India (Bus Ride Through The Hinterlands)

Sometimes the most revealing glimpses of a country are found on its highways and byways, which can make long journeys through unfamiliar places an illuminating experience. As such, one of the most enjoyable and memorable parts of my two-week journey to India (which included a few days in Nepal) was the bus ride I took to Khajuraho and its famous temples adorned with erotic––if not pornographic––sculptures. Rather than flying into Khajuraho from Agra, I took a train to Jhansi, and then boarded a bus to the ruins at Orchha. From there, it was a long bus ride (I forget how long . . . anywhere from three to five hours) to Khajuraho.

But the long ride along a sometimes bumpy and narrow road was fascinating because it offered a passenger-seat view of Indian’s countryside and small towns, and provided a glimpse of everyday life in India’s central hinterlands.


I flew in and out of Delhi, the national capital, and spent two nights and one day there. The city’s size, history and overall importance to the country means it has many notable places of interest. In Old Delhi, which was shaped by centuries of Muslim rule, some of the sites worth experiencing include India’s largest mosque, Jama Masjid (from left to right, the first two photos above), and the Qutb Minar Complex, another Muslim monument, which features an intricate, roughly 235-foot tall tower (the fifth and sixth photos from the left).

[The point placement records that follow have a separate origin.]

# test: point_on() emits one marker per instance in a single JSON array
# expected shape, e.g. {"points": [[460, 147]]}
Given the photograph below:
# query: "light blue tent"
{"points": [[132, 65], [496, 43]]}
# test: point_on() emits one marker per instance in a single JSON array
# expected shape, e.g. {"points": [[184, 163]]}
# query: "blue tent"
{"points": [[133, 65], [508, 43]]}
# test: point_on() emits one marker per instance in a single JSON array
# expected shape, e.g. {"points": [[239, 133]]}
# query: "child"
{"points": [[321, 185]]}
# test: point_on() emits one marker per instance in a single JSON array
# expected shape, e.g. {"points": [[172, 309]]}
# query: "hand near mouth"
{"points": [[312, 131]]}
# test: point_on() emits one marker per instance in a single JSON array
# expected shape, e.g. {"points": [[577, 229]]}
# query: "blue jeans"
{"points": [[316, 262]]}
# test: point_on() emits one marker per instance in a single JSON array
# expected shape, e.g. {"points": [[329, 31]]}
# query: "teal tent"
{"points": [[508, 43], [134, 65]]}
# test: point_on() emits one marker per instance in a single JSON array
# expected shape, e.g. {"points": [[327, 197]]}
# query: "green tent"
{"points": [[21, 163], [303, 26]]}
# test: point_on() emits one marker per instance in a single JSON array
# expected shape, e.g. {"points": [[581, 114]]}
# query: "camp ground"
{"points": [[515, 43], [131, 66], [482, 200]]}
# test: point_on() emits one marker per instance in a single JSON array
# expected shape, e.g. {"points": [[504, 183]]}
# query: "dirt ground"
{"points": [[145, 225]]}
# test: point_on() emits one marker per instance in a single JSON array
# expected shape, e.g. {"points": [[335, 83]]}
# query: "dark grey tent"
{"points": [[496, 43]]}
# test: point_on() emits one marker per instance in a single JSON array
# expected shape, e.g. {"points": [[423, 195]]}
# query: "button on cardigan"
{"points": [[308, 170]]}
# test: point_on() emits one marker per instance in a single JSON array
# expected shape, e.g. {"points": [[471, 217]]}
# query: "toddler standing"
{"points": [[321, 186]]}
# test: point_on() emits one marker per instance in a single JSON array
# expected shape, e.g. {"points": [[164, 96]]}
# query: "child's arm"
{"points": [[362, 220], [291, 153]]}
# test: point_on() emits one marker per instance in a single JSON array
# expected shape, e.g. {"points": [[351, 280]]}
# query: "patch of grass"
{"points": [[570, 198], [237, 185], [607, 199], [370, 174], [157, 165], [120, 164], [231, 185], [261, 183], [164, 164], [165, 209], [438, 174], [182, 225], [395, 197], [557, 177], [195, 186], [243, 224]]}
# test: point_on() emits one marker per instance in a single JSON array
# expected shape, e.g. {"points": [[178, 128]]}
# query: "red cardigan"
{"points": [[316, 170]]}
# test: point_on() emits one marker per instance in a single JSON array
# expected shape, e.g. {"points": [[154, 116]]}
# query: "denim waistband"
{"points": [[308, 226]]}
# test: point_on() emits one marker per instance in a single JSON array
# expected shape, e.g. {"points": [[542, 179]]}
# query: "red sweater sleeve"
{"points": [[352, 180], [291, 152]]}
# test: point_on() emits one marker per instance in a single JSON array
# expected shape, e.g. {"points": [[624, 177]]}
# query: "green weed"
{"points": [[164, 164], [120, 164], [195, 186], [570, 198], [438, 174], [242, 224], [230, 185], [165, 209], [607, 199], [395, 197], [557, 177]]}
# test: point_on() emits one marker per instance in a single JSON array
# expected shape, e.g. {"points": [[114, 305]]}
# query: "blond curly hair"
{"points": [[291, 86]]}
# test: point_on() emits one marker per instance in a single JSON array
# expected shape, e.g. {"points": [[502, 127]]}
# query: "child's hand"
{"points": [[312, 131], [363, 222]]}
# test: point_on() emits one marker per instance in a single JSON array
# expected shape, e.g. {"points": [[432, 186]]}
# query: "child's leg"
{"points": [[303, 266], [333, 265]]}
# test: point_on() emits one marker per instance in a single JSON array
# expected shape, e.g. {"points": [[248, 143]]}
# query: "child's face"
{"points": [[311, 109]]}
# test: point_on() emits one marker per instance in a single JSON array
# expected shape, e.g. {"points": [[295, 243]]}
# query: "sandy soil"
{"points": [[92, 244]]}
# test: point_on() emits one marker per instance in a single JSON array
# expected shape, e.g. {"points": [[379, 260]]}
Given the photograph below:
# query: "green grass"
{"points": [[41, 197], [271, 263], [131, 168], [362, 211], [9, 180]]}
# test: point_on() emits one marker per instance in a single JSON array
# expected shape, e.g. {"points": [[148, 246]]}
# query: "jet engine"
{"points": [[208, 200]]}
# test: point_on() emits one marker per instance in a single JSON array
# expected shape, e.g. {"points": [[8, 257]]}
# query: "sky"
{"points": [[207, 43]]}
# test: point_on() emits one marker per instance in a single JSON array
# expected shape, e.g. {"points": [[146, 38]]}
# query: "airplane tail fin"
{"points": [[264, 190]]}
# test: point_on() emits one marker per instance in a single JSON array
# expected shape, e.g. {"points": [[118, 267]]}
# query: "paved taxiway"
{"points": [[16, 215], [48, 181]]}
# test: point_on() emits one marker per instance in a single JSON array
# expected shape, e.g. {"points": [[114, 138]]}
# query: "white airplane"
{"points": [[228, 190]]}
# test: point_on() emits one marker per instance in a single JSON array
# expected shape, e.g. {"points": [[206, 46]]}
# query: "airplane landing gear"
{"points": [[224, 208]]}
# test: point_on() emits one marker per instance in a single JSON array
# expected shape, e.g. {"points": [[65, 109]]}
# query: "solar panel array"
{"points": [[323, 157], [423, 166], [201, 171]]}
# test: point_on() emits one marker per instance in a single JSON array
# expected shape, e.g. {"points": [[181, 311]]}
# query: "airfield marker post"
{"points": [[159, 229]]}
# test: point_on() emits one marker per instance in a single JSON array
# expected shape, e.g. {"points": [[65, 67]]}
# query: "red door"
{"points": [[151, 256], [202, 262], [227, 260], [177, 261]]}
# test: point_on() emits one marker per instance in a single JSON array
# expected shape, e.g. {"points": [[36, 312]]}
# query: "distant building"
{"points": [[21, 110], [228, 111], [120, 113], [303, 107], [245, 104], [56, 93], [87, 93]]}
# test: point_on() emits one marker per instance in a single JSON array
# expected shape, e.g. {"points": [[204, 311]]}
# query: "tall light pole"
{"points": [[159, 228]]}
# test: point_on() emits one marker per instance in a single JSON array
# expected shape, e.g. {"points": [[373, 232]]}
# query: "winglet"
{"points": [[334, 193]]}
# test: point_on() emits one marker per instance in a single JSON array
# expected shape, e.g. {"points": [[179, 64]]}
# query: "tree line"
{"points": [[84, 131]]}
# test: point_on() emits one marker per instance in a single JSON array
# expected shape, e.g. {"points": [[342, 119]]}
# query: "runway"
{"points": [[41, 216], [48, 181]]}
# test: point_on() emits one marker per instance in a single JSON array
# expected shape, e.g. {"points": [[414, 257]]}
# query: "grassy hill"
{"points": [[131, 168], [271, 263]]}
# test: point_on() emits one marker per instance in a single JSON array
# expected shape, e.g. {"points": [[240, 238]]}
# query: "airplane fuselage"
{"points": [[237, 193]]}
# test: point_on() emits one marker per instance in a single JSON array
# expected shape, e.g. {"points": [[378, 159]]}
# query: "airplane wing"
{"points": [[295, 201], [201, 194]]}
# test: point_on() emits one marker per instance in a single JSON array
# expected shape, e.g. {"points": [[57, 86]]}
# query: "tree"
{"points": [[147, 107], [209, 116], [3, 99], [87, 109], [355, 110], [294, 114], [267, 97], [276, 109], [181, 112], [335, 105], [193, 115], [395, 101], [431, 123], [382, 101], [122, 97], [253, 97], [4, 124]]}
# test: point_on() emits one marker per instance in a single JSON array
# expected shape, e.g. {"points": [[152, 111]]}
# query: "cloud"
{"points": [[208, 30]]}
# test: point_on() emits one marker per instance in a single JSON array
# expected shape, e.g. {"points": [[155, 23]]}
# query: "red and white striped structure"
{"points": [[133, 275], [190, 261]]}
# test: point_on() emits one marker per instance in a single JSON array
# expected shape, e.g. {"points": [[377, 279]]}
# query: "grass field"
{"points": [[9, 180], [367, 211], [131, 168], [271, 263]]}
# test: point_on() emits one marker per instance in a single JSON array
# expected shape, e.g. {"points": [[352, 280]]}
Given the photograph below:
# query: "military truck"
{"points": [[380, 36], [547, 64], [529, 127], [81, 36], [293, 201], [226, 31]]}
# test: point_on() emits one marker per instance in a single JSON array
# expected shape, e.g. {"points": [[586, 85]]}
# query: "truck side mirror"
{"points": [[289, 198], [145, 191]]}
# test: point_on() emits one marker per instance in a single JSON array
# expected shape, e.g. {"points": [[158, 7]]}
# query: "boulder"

New Delhi is the modern city built by the British, and includes government buildings and the India Gate (third and fourth photos from the left).

Of course, there is more to see in Old Delhi/New Delhi, but overall it’s a massive metropolis (estimated 2014 population of nearly 18 million) that’s not worth sticking around for beyond a one-day sightseeing blitz, particularly when the rest of India is so much more interesting.